Я смерил его взглядом и спросил с насмешкой:
— А ты что, почувствовал в себе талант?
— При чем тут талант?.. Просто можно было бы… — Павлуша отвернулся и покраснел. — У меня вот, говорят, что-то получается…
— Ах, говорят!.. Ха-ха-ха! Уж я-то знаю, кто это говорит. Она! Ну конечно же, она!
Если бы вы только видели, что это за штучка! Тюлька какая-то, мелочь пузатая. И что он в ней нашел, никак не пойму! Когда ее нет — человек как человек, но стоит ей появиться — враз меняется. Начинает крутиться, на месте не усидит. Смеется каким-то деланным, придурковатым смехом, кричит, всех перебивает, никому слова не дает сказать. И говорить начинает так, будто у него вареник во рту — каким-то сдавленным горловым басом. Наверно, ему кажется, что так он совсем взрослый и мужественный… Смотреть противно! И из-за того, что с ним такое творится, я ее еще больше не терплю.
Ну конечно же, она накрутила его с этим рисованием, Гребенючка! А кто ж еще? Ведь она ходит в изокружок. Даже староста кружка. И воображает себя великим скульптором. Вылепила из пластилина две какие-то фигурки и думает, будто уж бога за бороду схватила. А когда была выставка работ кружковцев, посетители просто смеялись и, разглядывая Гребенючкиного казака на коне, насмешливо спрашивали: «А кто это на собаке едет? А?» (Правда, это я спрашивал, но так оно и было — вылитая собака, а не конь.)

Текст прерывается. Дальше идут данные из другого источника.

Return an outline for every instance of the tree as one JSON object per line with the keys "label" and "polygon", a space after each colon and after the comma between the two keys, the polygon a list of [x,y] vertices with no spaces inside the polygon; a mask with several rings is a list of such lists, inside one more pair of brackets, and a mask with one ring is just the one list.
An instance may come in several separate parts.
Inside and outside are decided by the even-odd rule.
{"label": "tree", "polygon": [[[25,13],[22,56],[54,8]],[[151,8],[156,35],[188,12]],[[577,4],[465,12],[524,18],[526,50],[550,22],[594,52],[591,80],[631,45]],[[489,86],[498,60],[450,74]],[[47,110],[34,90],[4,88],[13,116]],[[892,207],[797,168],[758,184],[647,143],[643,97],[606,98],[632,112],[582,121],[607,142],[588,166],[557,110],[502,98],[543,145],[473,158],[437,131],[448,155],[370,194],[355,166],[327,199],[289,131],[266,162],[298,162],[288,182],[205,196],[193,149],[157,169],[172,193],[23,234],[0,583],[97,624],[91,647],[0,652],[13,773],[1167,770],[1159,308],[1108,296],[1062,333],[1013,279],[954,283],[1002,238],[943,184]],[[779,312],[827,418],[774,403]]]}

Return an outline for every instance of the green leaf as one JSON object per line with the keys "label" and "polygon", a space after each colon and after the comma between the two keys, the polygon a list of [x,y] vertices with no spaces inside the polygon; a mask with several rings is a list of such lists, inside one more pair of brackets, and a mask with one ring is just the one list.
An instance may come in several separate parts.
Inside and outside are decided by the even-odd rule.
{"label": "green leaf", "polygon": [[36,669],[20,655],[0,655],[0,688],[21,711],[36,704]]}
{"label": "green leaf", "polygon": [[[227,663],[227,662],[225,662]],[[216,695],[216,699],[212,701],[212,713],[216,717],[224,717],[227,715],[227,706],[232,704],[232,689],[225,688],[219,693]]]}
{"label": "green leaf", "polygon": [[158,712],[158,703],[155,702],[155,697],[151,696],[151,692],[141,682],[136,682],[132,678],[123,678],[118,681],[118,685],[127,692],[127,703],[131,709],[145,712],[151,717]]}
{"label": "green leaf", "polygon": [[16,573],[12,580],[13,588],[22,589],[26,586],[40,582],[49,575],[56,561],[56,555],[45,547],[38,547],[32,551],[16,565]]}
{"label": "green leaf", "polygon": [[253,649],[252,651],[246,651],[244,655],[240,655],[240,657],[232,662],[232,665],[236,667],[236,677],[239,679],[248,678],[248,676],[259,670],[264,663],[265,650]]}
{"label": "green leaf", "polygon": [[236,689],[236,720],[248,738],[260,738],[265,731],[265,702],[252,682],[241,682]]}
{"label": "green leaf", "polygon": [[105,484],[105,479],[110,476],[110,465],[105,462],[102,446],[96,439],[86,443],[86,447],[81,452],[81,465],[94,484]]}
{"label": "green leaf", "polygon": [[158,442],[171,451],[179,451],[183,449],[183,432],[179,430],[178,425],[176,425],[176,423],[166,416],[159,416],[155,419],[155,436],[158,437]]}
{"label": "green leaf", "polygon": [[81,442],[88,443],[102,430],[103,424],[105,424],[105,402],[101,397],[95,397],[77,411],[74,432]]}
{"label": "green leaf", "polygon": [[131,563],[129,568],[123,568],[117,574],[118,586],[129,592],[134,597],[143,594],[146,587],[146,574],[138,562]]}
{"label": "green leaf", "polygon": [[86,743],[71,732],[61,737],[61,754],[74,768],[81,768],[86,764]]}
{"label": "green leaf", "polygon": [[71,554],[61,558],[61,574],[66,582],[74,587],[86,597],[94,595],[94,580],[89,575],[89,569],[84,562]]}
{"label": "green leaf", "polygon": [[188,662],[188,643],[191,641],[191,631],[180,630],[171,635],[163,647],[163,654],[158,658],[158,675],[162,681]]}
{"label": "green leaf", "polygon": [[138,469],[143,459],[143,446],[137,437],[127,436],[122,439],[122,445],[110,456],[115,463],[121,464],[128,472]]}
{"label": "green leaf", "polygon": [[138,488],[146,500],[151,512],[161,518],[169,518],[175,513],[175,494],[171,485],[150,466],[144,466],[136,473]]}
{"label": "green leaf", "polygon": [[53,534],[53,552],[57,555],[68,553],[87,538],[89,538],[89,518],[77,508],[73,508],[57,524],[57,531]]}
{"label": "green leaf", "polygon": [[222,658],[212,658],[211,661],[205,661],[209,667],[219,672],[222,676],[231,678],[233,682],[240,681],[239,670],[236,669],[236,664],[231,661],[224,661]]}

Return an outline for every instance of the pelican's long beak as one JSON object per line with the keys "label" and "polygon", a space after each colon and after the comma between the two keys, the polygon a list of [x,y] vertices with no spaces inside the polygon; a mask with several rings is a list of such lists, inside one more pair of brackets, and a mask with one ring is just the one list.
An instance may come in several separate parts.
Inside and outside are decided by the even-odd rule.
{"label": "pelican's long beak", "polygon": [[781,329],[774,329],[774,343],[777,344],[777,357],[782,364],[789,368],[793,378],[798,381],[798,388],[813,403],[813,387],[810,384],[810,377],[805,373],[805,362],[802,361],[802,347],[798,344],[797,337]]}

Как-то на одном уроке Павлуша написал ей записочку и, должно быть, что-то там такое изобразил, потому что я сам слышал, как она ему сказала: «А знаешь, у тебя выходит. Ты чувствуешь форму и хорошо передаешь движение». Ишь знаток нашелся! Набралась от Анатолия Дмитриевича всяких научных слов и воображает. А Павлуша рот раззявил, уши развесил и верит. Ну, а она видит, что он лопух, и играет с ним, как кошка с мышкой. И тянет его в этот кружок, потому что, наверное, хочет, чтоб он ее портреты рисовал, как Анатолий Дмитриевич.
Наш учитель рисования Анатолий Дмитриевич был без памяти влюблен в Галину Сидоровну. И все время рисовал ее портреты. Все стены в его хате были завешаны портретами Галины Сидоровны. Из-за этих портретов все село знало про его несчастную любовь. Вот и Гребенючка, обезьяна, хочет, чтоб и Павлуша так же…
Я уже собирался вывести ее на чистую воду: «Ты думаешь, дурачок, что у тебя есть талант…» — как тут, будто из-под земли, выросла Гребенючка.
— Не слушай его, Павлуша! — закричала она. — Он просто завидует тебе. Вот уж у него точно никаких способностей нет! У него одни хулиганские выходки в голове. Он только и знает… А у тебя способности… Он на тебя плохо действует…
Тут я повернулся к ней и говорю:
— Вот я сейчас как начну действовать по твоему портрету… Будешь тогда тявкать!
А она:
— От тебя только этого и можно ожидать. Хулиган и босяк!